El italiano Agostino Ramelli, amante de la lectura, fue un ingeniero que un día tuvo la inspiración de crear una máquina que facilitara la lectura de varios libros a un mismo tiempo. La ventaja del artilugio ideado por Ramelli es que permite al lector voraz estar en un mismo lugar mientras disfruta de sus lecturas simultáneas. La máquina era una especie de pieza giratoria en la que se ubicaban los libros a leer, los cuales podían ser ubicados a placer frente a la vista del lector.

La Cynosphera

Este invento data de finales del siglo XIX. En esos tiempos, un fabricante francés decidió lanzar al mercado una especie de triciclo que, para impulsarse, utilizaba la fuerza de un grupo de perros enjaulados. Este vehículo fue conocido como la “cynosphera” y fue desestimado en su momento por crueldad para con los animales.
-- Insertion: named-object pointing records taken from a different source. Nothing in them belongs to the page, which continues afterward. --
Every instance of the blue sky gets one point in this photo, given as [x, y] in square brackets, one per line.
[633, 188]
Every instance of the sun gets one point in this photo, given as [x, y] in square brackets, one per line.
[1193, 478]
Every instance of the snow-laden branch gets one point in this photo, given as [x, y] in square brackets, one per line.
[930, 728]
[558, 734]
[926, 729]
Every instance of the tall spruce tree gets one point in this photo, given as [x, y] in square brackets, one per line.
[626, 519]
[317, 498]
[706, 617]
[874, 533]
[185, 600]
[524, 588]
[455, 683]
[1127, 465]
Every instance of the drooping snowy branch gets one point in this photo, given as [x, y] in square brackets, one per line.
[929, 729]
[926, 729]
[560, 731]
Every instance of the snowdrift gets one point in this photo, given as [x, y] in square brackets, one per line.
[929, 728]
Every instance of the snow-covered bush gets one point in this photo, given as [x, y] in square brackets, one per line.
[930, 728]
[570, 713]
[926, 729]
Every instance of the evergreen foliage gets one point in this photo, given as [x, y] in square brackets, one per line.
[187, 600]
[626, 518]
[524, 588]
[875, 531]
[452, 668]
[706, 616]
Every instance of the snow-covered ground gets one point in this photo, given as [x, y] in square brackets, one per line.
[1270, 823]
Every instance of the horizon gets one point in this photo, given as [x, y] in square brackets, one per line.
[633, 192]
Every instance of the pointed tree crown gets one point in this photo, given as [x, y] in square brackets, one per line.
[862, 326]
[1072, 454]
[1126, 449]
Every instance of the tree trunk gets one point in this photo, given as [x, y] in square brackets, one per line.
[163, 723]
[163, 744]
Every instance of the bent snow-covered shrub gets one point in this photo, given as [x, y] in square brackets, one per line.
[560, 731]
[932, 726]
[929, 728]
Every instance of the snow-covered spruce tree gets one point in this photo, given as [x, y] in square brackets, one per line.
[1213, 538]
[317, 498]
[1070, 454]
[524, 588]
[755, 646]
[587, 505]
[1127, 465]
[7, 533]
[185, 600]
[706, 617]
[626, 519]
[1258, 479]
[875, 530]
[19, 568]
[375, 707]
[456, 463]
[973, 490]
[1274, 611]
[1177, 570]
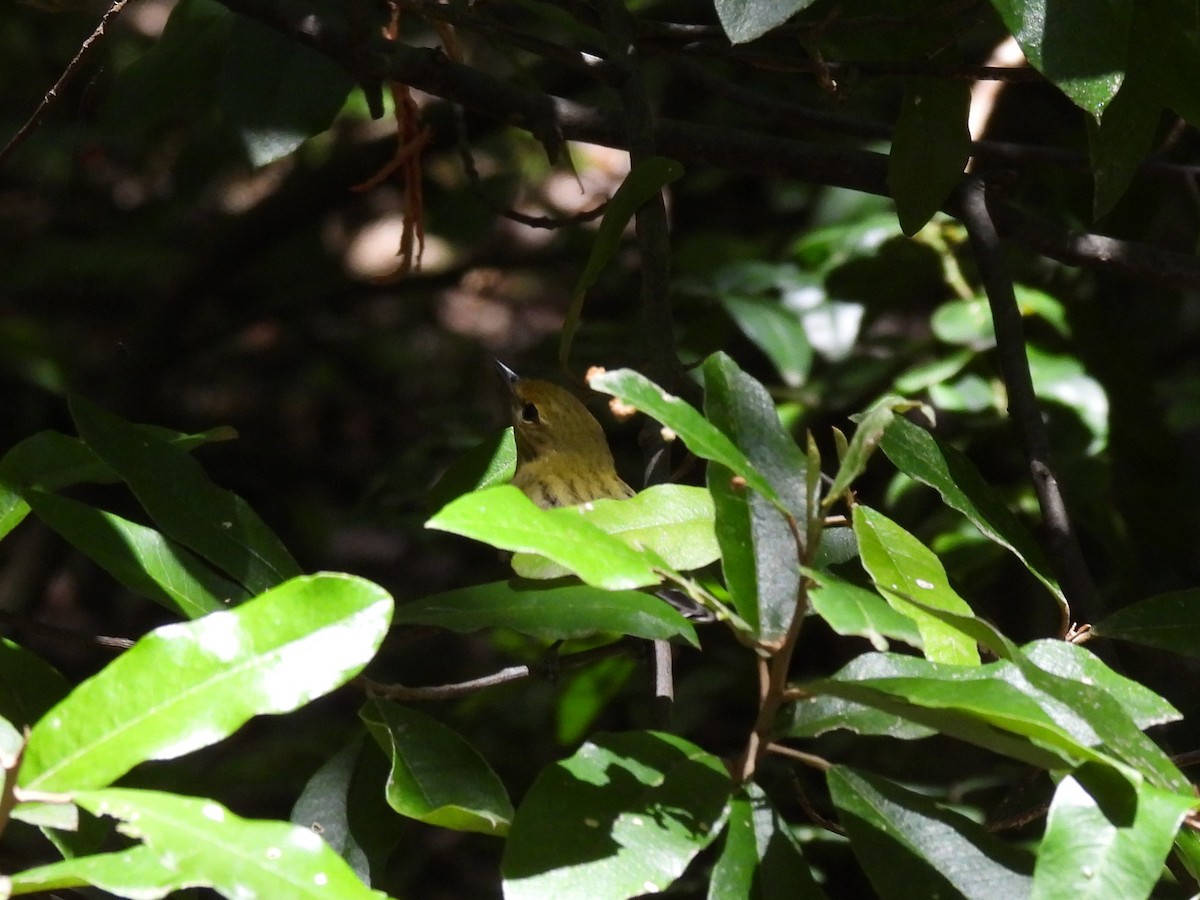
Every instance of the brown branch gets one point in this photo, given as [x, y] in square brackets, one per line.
[1063, 546]
[553, 119]
[69, 73]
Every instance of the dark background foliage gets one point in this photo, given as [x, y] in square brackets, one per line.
[149, 267]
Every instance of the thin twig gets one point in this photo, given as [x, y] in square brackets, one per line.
[70, 72]
[810, 810]
[1063, 546]
[40, 628]
[551, 118]
[513, 673]
[477, 185]
[11, 773]
[810, 760]
[654, 249]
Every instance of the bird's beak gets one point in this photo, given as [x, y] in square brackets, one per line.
[507, 373]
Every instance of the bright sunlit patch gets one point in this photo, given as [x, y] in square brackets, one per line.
[372, 251]
[220, 635]
[214, 811]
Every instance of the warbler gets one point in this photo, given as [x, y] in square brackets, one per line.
[563, 457]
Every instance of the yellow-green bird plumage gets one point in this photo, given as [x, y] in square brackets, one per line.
[563, 457]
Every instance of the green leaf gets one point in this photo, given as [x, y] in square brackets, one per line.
[276, 91]
[1164, 55]
[760, 556]
[993, 706]
[919, 455]
[1121, 141]
[189, 685]
[184, 503]
[137, 871]
[911, 846]
[1107, 837]
[1169, 622]
[903, 569]
[749, 19]
[702, 438]
[930, 148]
[642, 183]
[436, 777]
[175, 78]
[623, 816]
[138, 557]
[1099, 707]
[549, 612]
[1187, 850]
[855, 611]
[814, 717]
[871, 426]
[1081, 667]
[672, 521]
[965, 322]
[778, 331]
[760, 855]
[504, 517]
[491, 462]
[1063, 379]
[585, 693]
[1081, 48]
[323, 807]
[197, 843]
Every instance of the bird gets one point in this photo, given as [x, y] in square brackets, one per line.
[563, 459]
[563, 456]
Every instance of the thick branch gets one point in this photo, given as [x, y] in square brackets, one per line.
[553, 119]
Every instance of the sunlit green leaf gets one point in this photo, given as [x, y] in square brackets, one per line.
[1107, 837]
[623, 816]
[504, 517]
[436, 775]
[916, 453]
[138, 557]
[760, 850]
[757, 543]
[911, 846]
[701, 437]
[187, 685]
[871, 426]
[549, 612]
[673, 521]
[903, 569]
[184, 503]
[851, 610]
[196, 843]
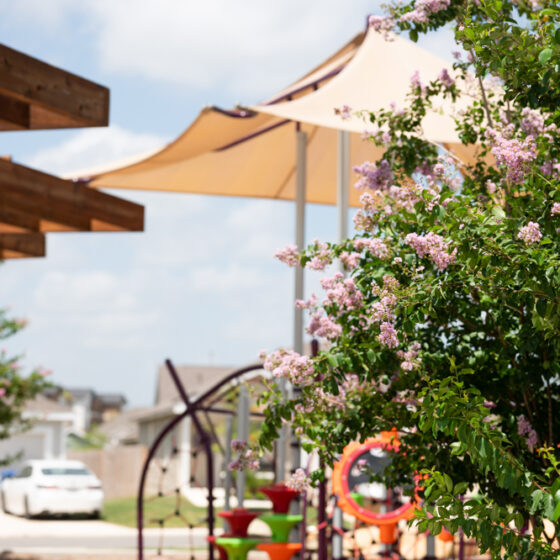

Apenas podemos imaginar el escándalo que ocasionaría hoy en día semejante invención.

El estirador de dedos

Este invento, que data del siglo XIX, fue de gran popularidad durante un tiempo entre pianistas profesionales y aficionados, dado que existía la creencia de que, al estirar los dedos, las ejecuciones sobre las teclas mejoraban en cuanto calidad y destreza. Esta mejora en términos cuantificables nunca pudo ser demostrada, el problema realmente se dio cuando muchos intérpretes vieron sus tendones rotos o lesionados por el uso indiscriminado de esta supuesta herramienta.

Al hablar de inventos insólitos tenemos ejemplos disparatados que, en su mayoría, han sido aparatos fallidos, que no han logrado el éxito que sus inventores esperaban. Por suerte, muchos de los grandes inventos que conocemos sí han logrado trascender, cumpliendo con su rol de transformar las vidas de miles de personas alrededor del mundo, dejando a estos inventos, raros, extravagantes y frustrados como simples curiosidades de la historia.